In her fever of anticipation she didn’t notice his use of ‘Mum’. “I heard something on the radio about a body in a burnt-out car in Epping Forest. Surely that wasn’t…?”

“It looks horribly as if it was. The police have been round to the flat. They haven’t got a positive identification yet, but they’ve said we should prepare ourselves for the worst.”

“Oh, God…”

“The body’s burnt beyond recognition, but apparently it’s the right sort of age. They’re going to have to check dental records, or perhaps even DNA – though that may not be easy, because, just to add to the confusion, Phil seems to have disappeared.”

“What?”

“Apparently he didn’t turn up for work this morning.”

“Stephen, what on earth’s going on?”

“If I knew that, I’d tell you. It just all seems extremely nasty.”

“But what were the circumstances? When was Howard last seen alive – I mean, assuming he’s not alive now?”

“Gaby and I didn’t actually see him leave, because we were saying goodbye to some other people, but, according to Robert, a car had been ordered for Howard; it arrived at the hotel, and he went off in it. That’s the last time he was seen. Then early this morning somebody reported this burnt-out car off the B1393.”

“Was it the same car Howard left the hotel in?”

“Can’t be certain, because nobody can remember exactly what kind of car came to collect him, but the police think it’s possible.”

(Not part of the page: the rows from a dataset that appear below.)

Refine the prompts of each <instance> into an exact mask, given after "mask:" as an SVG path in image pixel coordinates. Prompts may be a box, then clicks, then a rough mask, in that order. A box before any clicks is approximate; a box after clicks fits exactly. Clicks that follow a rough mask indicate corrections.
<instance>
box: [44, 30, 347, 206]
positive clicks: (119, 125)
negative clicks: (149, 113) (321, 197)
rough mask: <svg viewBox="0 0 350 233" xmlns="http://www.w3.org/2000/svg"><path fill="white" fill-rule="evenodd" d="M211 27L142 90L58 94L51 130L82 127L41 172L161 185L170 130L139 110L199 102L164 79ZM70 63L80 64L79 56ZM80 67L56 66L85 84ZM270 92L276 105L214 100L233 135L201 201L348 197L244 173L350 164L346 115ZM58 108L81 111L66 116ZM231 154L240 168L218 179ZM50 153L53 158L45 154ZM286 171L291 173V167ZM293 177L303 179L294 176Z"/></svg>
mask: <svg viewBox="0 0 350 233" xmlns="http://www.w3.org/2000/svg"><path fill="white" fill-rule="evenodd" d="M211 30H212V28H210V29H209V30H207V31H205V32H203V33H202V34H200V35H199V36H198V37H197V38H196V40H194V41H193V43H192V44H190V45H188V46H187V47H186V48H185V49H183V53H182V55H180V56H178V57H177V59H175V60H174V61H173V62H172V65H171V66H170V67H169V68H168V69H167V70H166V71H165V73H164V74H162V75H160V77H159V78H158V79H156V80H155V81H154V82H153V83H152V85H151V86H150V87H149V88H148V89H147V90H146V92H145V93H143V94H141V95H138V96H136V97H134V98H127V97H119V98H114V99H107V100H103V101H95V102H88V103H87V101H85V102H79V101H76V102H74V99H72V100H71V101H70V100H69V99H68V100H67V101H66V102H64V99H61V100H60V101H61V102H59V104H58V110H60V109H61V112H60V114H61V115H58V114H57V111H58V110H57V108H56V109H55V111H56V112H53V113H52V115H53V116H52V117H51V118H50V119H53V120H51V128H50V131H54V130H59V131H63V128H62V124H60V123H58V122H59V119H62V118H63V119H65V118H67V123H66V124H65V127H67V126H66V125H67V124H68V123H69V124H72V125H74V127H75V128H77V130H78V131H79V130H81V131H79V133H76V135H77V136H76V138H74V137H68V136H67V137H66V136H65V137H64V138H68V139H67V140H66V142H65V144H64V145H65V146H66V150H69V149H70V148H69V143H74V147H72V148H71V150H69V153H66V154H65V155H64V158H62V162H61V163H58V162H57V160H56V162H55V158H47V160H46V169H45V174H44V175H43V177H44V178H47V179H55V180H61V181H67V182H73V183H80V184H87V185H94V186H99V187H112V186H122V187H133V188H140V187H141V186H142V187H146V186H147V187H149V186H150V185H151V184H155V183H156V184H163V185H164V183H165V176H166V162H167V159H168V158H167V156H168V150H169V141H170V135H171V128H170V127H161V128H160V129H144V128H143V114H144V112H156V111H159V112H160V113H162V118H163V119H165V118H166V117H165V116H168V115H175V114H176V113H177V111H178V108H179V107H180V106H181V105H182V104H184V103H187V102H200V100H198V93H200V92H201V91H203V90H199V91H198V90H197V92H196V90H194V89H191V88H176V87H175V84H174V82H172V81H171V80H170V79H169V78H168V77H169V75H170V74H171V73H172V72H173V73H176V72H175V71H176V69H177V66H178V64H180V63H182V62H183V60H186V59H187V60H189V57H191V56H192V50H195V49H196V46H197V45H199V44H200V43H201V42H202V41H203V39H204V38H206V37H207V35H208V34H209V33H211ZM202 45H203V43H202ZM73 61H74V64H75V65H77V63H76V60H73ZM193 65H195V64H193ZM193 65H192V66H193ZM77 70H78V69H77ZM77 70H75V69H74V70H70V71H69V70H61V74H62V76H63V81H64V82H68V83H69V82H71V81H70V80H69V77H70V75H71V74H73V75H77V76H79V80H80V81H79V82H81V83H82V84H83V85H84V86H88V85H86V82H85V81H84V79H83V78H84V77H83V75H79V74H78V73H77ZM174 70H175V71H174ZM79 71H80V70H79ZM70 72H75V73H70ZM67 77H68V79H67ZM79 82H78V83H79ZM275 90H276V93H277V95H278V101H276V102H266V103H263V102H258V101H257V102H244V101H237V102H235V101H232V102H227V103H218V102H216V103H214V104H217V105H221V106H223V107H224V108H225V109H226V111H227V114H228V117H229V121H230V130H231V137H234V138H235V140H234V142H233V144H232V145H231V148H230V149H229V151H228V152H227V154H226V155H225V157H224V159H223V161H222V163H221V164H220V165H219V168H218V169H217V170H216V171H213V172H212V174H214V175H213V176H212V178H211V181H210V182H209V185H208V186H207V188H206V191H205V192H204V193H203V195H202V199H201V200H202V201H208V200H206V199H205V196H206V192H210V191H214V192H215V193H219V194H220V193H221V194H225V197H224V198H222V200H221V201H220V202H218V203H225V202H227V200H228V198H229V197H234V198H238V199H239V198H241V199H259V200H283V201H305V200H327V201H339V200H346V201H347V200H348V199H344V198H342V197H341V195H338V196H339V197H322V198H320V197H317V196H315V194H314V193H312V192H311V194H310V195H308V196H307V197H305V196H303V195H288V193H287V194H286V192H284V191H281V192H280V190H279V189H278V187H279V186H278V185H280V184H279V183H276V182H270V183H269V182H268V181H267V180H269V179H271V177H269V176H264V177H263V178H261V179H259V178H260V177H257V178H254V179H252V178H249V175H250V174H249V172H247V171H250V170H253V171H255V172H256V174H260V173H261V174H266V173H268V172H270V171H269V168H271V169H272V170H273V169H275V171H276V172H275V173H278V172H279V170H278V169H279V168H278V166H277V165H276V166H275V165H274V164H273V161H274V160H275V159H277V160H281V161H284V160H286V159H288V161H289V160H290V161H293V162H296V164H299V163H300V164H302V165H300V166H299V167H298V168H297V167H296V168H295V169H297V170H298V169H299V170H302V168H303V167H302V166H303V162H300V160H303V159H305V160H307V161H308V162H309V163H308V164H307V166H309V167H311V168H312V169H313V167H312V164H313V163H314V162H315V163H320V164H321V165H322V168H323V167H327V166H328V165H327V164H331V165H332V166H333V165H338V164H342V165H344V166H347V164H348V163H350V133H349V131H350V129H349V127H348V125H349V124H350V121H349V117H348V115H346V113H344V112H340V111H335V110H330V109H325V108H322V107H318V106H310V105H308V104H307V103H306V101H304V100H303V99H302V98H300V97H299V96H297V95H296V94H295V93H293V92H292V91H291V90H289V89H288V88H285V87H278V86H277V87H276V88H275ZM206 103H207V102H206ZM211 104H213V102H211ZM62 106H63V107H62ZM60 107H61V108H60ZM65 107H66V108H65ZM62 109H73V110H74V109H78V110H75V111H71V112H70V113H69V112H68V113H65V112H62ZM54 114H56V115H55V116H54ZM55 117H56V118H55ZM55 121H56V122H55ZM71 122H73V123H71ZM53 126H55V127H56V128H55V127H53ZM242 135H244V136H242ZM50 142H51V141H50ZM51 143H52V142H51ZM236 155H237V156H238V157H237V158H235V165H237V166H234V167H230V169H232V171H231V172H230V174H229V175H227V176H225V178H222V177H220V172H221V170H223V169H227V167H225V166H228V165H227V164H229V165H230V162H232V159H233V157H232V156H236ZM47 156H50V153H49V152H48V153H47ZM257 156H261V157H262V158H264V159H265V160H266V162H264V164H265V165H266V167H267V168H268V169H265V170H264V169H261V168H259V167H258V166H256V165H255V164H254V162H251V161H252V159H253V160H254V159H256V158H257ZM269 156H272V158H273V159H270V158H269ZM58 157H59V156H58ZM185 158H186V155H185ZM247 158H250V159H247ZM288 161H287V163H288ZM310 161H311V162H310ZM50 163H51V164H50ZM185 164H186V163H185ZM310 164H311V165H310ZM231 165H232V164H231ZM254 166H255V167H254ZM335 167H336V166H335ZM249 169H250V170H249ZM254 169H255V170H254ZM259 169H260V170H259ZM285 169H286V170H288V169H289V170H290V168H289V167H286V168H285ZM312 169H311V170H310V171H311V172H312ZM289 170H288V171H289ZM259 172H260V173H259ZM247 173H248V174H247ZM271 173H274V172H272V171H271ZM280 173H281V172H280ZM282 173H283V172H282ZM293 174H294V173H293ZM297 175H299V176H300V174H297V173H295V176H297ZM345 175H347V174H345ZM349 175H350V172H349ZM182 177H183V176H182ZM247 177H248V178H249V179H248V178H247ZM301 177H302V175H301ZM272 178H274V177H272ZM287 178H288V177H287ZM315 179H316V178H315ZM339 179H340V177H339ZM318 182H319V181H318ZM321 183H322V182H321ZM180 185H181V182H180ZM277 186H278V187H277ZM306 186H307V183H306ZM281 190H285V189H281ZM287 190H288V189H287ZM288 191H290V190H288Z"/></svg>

“So…what? Did the car crash into a tree and burst into flames?”

“No. According to the police, except for the fire, the car appeared to be undamaged.”

“And” – Carole pieced the known facts together – “there was only one body in the car?”

“Yes.”

“So what happened to the driver?”

“That, I would imagine, is the number-one question the police are currently asking. Who was driving the car.”

“And where is he now?”

The next day the police confirmed that the body found in the Essex lay-by was that of seventy-nine-year-old Howard Martin from Harlow. And he hadn’t been killed by the fire; he had been strangled before the car was set alight.

Thirteen

When Carole received that news from Stephen, she knew she had to talk to Jude. On her own. But with Gita in residence at Woodside Cottage, dropping round unannounced was not as simple as usual. So she telephoned.

The timing was good. Gita had an appointment that day with her doctor in London. Jude had initially been reluctant to let her go on her own, but Gita had insisted. Jude, welcoming this new resolution in her friend, had not argued further. Though determined to be supportive, she could not deny that the task of continuously bolstering Gita’s seesawing confidence was an exhausting one.

Carole and Jude met at High Tor, and Carole was so full of her story that she forgot her normal rules for the protocol of hospitality and served coffee at the kitchen table. The salient facts didn’t take long to spell out.

“Poor kid.” Jude sighed at the end of the narration. “Gaby. She’s a very emotional girl. This is going to hit her hard.”

“It is. I mean, having an older father, she must always have been preparing herself for his death, but for that death to come so suddenly and like this – as you say, poor kid.”